Wednesday, February 4, 2015

New York Times on Clichy-sous-bois

New York Times article  (France’s Ideals, Forged in Revolution, Face a Modern Test)
It talks about life in Clichy-sous-bois in the aftermath of both the riots from ten years ago this October and the Charlie Hebdo and Kosher supermarket shootings makes for interesting reading. The article is reasonably short, so it does not expand on some ideas. I was particularly interested in the use of the term "enlightenment fundamentalism".

Friday, January 2, 2015

Bruno Dumont a chronicler of life in the North of France

Stephen Holden's breezy but as usual well-written and thoughtful review of Bruno Dumont's latest film to come to the USA - L'il Quinquin - makes one or maybe two small but significant slips.  He says that the film is set in the extreme northwest of France, which would put it in Brittany - le "Far-Ouest"- a place of Celtic sensibility.  However, one of the significant elements of all of Dumont's work - with the exception of the Camille Claudel film - is that his work emerges almost organically from the North - the area of Northeastern France where he is from: Ballileul, Dunkerque, Douai, Lille-Roubaix-Tourcoing.  The region is the Nord-Pas-de-Calais - part of French Flanders - that means a few things: life in small towns in this area hangs between the rural and the urban, the industrial and the agricultural creating a gritty often grimy entanglement of a peasant's hard-nosed look at life cut with a working-class sense of struggle. It is also the place of carnival where larger-than life giant puppets that come out for the raucous festivities; a time when conventional hierarchies and decorum are thrown over as the kings and queens of the carnival throw caution to the wind, usurp power, and engage in lustful riotous acts.  Lastly, this region has a sense and history of incorporating the grotesque/macabre into its artwork - the deepest carnal instincts flare up in all kinds of ordinary situations. J'attends avec plaisir la sortie du film.

Alane Delhaye and Lucy Caron

Friday, October 24, 2014

A Canadian-American in Paris

Love is here to stay!

Canadian-American Frank Gehry has had a wonderful week in Paris with his Louis Vuitton Foundation inaugurated on Monday while the George Pompidou Center is giving his work a major career retrospective.  Paris continues to enthrall with her capacity to preserve the old and integrate new architecture.

"The harmonious combination of history and modernity in Paris is truly unique.
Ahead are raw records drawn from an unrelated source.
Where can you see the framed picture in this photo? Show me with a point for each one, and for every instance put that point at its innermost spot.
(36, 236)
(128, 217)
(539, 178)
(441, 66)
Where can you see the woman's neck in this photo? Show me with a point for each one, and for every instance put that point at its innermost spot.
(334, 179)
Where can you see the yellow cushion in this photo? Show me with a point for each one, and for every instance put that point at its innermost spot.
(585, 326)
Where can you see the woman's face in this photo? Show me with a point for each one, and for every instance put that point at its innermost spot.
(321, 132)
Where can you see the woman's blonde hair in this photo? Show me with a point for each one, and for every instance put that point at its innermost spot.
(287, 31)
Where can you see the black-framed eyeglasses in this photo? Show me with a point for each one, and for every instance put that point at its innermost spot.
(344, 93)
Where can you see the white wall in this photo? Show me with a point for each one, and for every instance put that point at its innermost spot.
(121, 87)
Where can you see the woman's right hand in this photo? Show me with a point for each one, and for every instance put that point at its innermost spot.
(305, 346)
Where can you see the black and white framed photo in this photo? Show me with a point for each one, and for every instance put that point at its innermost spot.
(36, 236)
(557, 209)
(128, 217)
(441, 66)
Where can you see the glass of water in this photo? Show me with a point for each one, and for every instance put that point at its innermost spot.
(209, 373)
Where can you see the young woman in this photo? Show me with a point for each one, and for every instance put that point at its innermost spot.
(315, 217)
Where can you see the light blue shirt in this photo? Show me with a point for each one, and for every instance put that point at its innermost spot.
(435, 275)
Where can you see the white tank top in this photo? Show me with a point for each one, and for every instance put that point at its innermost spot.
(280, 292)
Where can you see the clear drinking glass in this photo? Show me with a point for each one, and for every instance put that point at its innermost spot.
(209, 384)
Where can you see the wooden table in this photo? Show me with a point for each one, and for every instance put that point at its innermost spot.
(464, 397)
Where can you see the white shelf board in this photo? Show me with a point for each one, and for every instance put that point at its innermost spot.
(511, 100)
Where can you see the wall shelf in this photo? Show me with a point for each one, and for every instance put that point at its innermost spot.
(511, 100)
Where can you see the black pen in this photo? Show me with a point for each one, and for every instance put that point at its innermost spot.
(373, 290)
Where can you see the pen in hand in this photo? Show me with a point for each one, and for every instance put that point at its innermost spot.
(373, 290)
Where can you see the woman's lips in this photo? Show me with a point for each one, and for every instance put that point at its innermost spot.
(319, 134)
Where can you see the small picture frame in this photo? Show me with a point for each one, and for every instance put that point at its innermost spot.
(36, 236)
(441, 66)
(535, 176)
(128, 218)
Other cities, notably many Italian cities, are also steeped in history and have incredible contemporary art and design scenes. But the old and the new tend to remain very separate. In contrast, Paris has learned to integrate the two. It negotiates the fine line between its rich history and cutting-edge design in fascinating ways. Many other European cities struggle with this awkwardly and often unsuccessfully."  Michael Hermann interview in This Paris Life

Friday, June 27, 2014

Venus in Fur: Theatrical Cinema at its Best

The French Press really loved La Vénus à la fourrure (Venus in Fur – written by Roman Polanski and David Ives – the latter is the dramatist who wrote the Tony-nominated play) – you can check out the ratings on the French site allocine – even if French is not a language you speak well, the star ratings will give you an idea of how well this film went down.

If you’re interested in reading more (in English) check out the Press Kit that was put out for the 2013 Festival de Cannes where Venus was in competition.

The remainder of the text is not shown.